The proposals follow a consultation period in 2013 and would make the manipulation of any financial benchmark in Singapore liable to criminal and civil sanctions under the Securities and Futures Act (SFA). MAS said this will apply “to acts of manipulation occurring within Singapore and in respect of financial benchmarks administered in Singapore”.
The proposals would give MAS powers to direct persons, including financial institutions, to provide information in relation to designated benchmarks.
MAS said: “While we hold the view that the setting of financial benchmarks should be industry-led and that voluntary contribution is preferred, the powers are intended to be exercised should the need arise to ensure market functionality.”

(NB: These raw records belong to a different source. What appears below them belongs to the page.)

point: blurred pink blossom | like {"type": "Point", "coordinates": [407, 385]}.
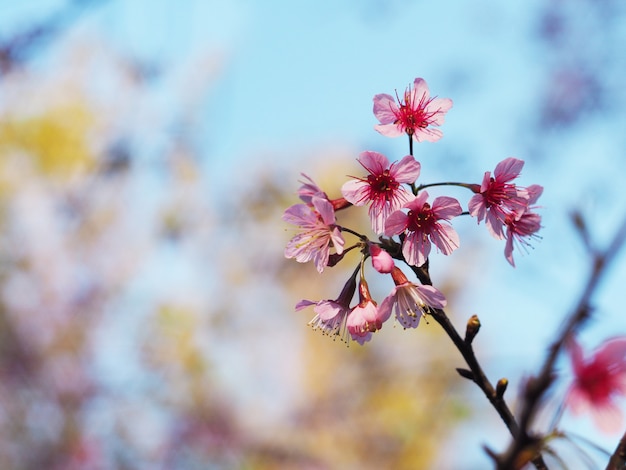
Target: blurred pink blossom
{"type": "Point", "coordinates": [365, 318]}
{"type": "Point", "coordinates": [523, 225]}
{"type": "Point", "coordinates": [318, 232]}
{"type": "Point", "coordinates": [598, 381]}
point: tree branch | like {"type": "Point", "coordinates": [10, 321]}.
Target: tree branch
{"type": "Point", "coordinates": [538, 385]}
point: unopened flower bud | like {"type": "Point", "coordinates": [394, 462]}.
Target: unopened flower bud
{"type": "Point", "coordinates": [334, 258]}
{"type": "Point", "coordinates": [381, 260]}
{"type": "Point", "coordinates": [501, 386]}
{"type": "Point", "coordinates": [465, 373]}
{"type": "Point", "coordinates": [473, 325]}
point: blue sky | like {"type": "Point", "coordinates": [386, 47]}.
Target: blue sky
{"type": "Point", "coordinates": [298, 77]}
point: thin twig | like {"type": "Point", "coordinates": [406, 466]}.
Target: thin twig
{"type": "Point", "coordinates": [476, 373]}
{"type": "Point", "coordinates": [618, 459]}
{"type": "Point", "coordinates": [538, 385]}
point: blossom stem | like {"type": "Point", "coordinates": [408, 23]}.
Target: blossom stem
{"type": "Point", "coordinates": [356, 234]}
{"type": "Point", "coordinates": [618, 458]}
{"type": "Point", "coordinates": [469, 186]}
{"type": "Point", "coordinates": [539, 384]}
{"type": "Point", "coordinates": [477, 374]}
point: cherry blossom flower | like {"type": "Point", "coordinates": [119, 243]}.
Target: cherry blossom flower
{"type": "Point", "coordinates": [331, 315]}
{"type": "Point", "coordinates": [411, 115]}
{"type": "Point", "coordinates": [520, 226]}
{"type": "Point", "coordinates": [497, 197]}
{"type": "Point", "coordinates": [382, 187]}
{"type": "Point", "coordinates": [381, 260]}
{"type": "Point", "coordinates": [422, 225]}
{"type": "Point", "coordinates": [319, 231]}
{"type": "Point", "coordinates": [410, 301]}
{"type": "Point", "coordinates": [365, 318]}
{"type": "Point", "coordinates": [598, 381]}
{"type": "Point", "coordinates": [310, 189]}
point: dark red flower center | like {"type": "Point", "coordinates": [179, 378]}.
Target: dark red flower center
{"type": "Point", "coordinates": [382, 186]}
{"type": "Point", "coordinates": [422, 220]}
{"type": "Point", "coordinates": [410, 115]}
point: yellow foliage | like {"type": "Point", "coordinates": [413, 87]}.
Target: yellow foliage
{"type": "Point", "coordinates": [57, 141]}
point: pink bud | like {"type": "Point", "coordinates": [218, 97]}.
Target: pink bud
{"type": "Point", "coordinates": [381, 260]}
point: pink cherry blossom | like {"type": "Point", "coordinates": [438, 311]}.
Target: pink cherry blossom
{"type": "Point", "coordinates": [331, 315]}
{"type": "Point", "coordinates": [423, 226]}
{"type": "Point", "coordinates": [381, 260]}
{"type": "Point", "coordinates": [498, 197]}
{"type": "Point", "coordinates": [521, 226]}
{"type": "Point", "coordinates": [310, 189]}
{"type": "Point", "coordinates": [365, 318]}
{"type": "Point", "coordinates": [410, 301]}
{"type": "Point", "coordinates": [319, 231]}
{"type": "Point", "coordinates": [598, 381]}
{"type": "Point", "coordinates": [382, 188]}
{"type": "Point", "coordinates": [411, 115]}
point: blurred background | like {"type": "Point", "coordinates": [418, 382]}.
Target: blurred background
{"type": "Point", "coordinates": [147, 152]}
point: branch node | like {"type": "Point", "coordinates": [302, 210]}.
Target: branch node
{"type": "Point", "coordinates": [473, 325]}
{"type": "Point", "coordinates": [466, 373]}
{"type": "Point", "coordinates": [501, 386]}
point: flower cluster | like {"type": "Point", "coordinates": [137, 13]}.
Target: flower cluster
{"type": "Point", "coordinates": [404, 218]}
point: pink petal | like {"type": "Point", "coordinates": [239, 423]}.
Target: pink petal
{"type": "Point", "coordinates": [337, 239]}
{"type": "Point", "coordinates": [613, 351]}
{"type": "Point", "coordinates": [439, 107]}
{"type": "Point", "coordinates": [446, 208]}
{"type": "Point", "coordinates": [325, 208]}
{"type": "Point", "coordinates": [477, 207]}
{"type": "Point", "coordinates": [388, 130]}
{"type": "Point", "coordinates": [415, 249]}
{"type": "Point", "coordinates": [303, 304]}
{"type": "Point", "coordinates": [299, 214]}
{"type": "Point", "coordinates": [396, 223]}
{"type": "Point", "coordinates": [608, 418]}
{"type": "Point", "coordinates": [406, 170]}
{"type": "Point", "coordinates": [508, 169]}
{"type": "Point", "coordinates": [445, 238]}
{"type": "Point", "coordinates": [508, 249]}
{"type": "Point", "coordinates": [384, 107]}
{"type": "Point", "coordinates": [355, 192]}
{"type": "Point", "coordinates": [432, 296]}
{"type": "Point", "coordinates": [385, 307]}
{"type": "Point", "coordinates": [534, 191]}
{"type": "Point", "coordinates": [328, 309]}
{"type": "Point", "coordinates": [417, 202]}
{"type": "Point", "coordinates": [374, 162]}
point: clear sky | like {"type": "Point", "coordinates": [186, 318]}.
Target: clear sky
{"type": "Point", "coordinates": [299, 76]}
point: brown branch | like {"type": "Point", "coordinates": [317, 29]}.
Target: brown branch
{"type": "Point", "coordinates": [618, 459]}
{"type": "Point", "coordinates": [538, 385]}
{"type": "Point", "coordinates": [475, 372]}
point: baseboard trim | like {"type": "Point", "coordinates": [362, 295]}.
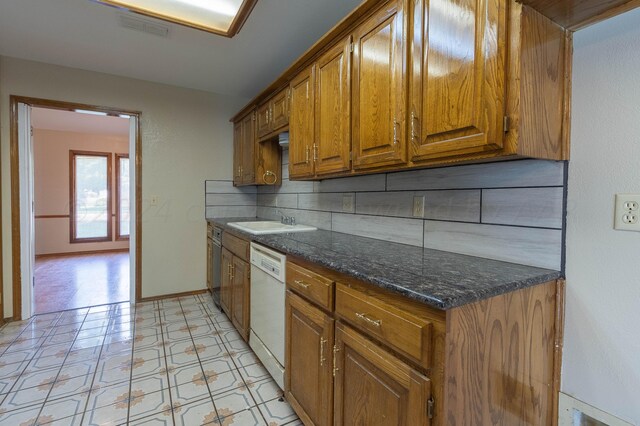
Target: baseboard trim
{"type": "Point", "coordinates": [76, 253]}
{"type": "Point", "coordinates": [174, 295]}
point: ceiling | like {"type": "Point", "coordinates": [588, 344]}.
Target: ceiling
{"type": "Point", "coordinates": [86, 35]}
{"type": "Point", "coordinates": [69, 121]}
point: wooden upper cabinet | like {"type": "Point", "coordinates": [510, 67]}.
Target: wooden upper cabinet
{"type": "Point", "coordinates": [248, 150]}
{"type": "Point", "coordinates": [237, 153]}
{"type": "Point", "coordinates": [225, 281]}
{"type": "Point", "coordinates": [308, 360]}
{"type": "Point", "coordinates": [373, 387]}
{"type": "Point", "coordinates": [280, 110]}
{"type": "Point", "coordinates": [332, 147]}
{"type": "Point", "coordinates": [263, 115]}
{"type": "Point", "coordinates": [379, 82]}
{"type": "Point", "coordinates": [301, 125]}
{"type": "Point", "coordinates": [240, 299]}
{"type": "Point", "coordinates": [458, 73]}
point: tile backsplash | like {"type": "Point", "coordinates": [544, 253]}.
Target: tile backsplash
{"type": "Point", "coordinates": [511, 211]}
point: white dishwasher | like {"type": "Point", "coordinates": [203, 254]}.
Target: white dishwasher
{"type": "Point", "coordinates": [267, 309]}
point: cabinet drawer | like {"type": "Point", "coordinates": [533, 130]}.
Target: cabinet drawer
{"type": "Point", "coordinates": [400, 330]}
{"type": "Point", "coordinates": [236, 245]}
{"type": "Point", "coordinates": [313, 286]}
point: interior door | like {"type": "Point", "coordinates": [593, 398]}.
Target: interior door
{"type": "Point", "coordinates": [240, 298]}
{"type": "Point", "coordinates": [308, 361]}
{"type": "Point", "coordinates": [27, 214]}
{"type": "Point", "coordinates": [379, 82]}
{"type": "Point", "coordinates": [333, 109]}
{"type": "Point", "coordinates": [301, 125]}
{"type": "Point", "coordinates": [457, 89]}
{"type": "Point", "coordinates": [225, 282]}
{"type": "Point", "coordinates": [248, 150]}
{"type": "Point", "coordinates": [373, 387]}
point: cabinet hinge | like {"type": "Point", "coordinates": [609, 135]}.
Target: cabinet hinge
{"type": "Point", "coordinates": [506, 123]}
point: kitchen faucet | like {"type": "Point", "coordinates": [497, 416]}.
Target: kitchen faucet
{"type": "Point", "coordinates": [286, 220]}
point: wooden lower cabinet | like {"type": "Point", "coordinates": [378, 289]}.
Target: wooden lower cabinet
{"type": "Point", "coordinates": [225, 281]}
{"type": "Point", "coordinates": [373, 387]}
{"type": "Point", "coordinates": [241, 286]}
{"type": "Point", "coordinates": [308, 355]}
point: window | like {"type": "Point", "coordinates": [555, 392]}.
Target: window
{"type": "Point", "coordinates": [223, 17]}
{"type": "Point", "coordinates": [122, 197]}
{"type": "Point", "coordinates": [90, 205]}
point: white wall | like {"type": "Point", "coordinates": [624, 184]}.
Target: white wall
{"type": "Point", "coordinates": [187, 138]}
{"type": "Point", "coordinates": [602, 335]}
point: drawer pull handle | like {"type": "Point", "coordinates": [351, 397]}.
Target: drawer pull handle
{"type": "Point", "coordinates": [302, 284]}
{"type": "Point", "coordinates": [322, 359]}
{"type": "Point", "coordinates": [364, 317]}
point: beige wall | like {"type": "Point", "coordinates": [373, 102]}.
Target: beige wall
{"type": "Point", "coordinates": [51, 166]}
{"type": "Point", "coordinates": [186, 139]}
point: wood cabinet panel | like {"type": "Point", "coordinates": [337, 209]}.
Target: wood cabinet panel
{"type": "Point", "coordinates": [379, 84]}
{"type": "Point", "coordinates": [458, 77]}
{"type": "Point", "coordinates": [310, 285]}
{"type": "Point", "coordinates": [225, 282]}
{"type": "Point", "coordinates": [280, 110]}
{"type": "Point", "coordinates": [308, 350]}
{"type": "Point", "coordinates": [374, 388]}
{"type": "Point", "coordinates": [301, 125]}
{"type": "Point", "coordinates": [394, 327]}
{"type": "Point", "coordinates": [263, 119]}
{"type": "Point", "coordinates": [332, 149]}
{"type": "Point", "coordinates": [241, 286]}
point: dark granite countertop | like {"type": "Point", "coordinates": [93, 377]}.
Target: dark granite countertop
{"type": "Point", "coordinates": [440, 279]}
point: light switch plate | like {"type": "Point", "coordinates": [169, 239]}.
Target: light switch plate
{"type": "Point", "coordinates": [348, 204]}
{"type": "Point", "coordinates": [627, 212]}
{"type": "Point", "coordinates": [418, 206]}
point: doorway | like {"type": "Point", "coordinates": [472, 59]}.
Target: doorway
{"type": "Point", "coordinates": [75, 205]}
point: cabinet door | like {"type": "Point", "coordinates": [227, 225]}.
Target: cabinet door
{"type": "Point", "coordinates": [263, 119]}
{"type": "Point", "coordinates": [457, 89]}
{"type": "Point", "coordinates": [379, 82]}
{"type": "Point", "coordinates": [240, 300]}
{"type": "Point", "coordinates": [237, 153]}
{"type": "Point", "coordinates": [280, 110]}
{"type": "Point", "coordinates": [249, 150]}
{"type": "Point", "coordinates": [374, 388]}
{"type": "Point", "coordinates": [308, 361]}
{"type": "Point", "coordinates": [333, 110]}
{"type": "Point", "coordinates": [225, 282]}
{"type": "Point", "coordinates": [301, 125]}
{"type": "Point", "coordinates": [209, 264]}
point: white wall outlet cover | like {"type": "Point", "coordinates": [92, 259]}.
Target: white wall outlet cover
{"type": "Point", "coordinates": [348, 203]}
{"type": "Point", "coordinates": [418, 206]}
{"type": "Point", "coordinates": [627, 212]}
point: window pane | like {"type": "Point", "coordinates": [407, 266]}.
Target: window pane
{"type": "Point", "coordinates": [91, 197]}
{"type": "Point", "coordinates": [123, 182]}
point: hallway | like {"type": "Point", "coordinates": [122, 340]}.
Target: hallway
{"type": "Point", "coordinates": [78, 281]}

In addition, administrators and submitters of financial benchmarks designated by MAS would be subject to regulation, including licensing requirements. MAS said it will designate key financial benchmarks, “based on their systemic importance and susceptibility to manipulation”. Initially, MAS intends to designate the Singapore Interbank Offered Rate (SIBOR) and Swap Offered Rate (SOR) as key benchmarks.
In the consultation paper MAS said it noted that “the international regulatory landscape towards financial benchmarks is evolving, and there is a potential that other jurisdictions may impose accompanying extra-territorial requirements on benchmark administrators in Singapore whose financial benchmarks are used in the respective overseas jurisdictions”.
MAS said: “This may have business continuity implications on some benchmark administrators which administer financial benchmarks that are used across national boundaries from their Singapore offices". MAS is asking for views on whether there are other types of financial benchmarks, apart from those it proposes to designate, “whose administrators may benefit from a separate voluntary registration regime with MAS, so as to facilitate them to continue their Singapore operations.”
In a separate consultation paper published earlier this month, MAS said it aimed to set up a “complexity-risk framework” to help investors “gauge the riskiness” of investment products. MAS said the move was designed to strengthen Singapore’s regulatory framework for safeguarding investors’ interests in the aftermath of the global financial crisis.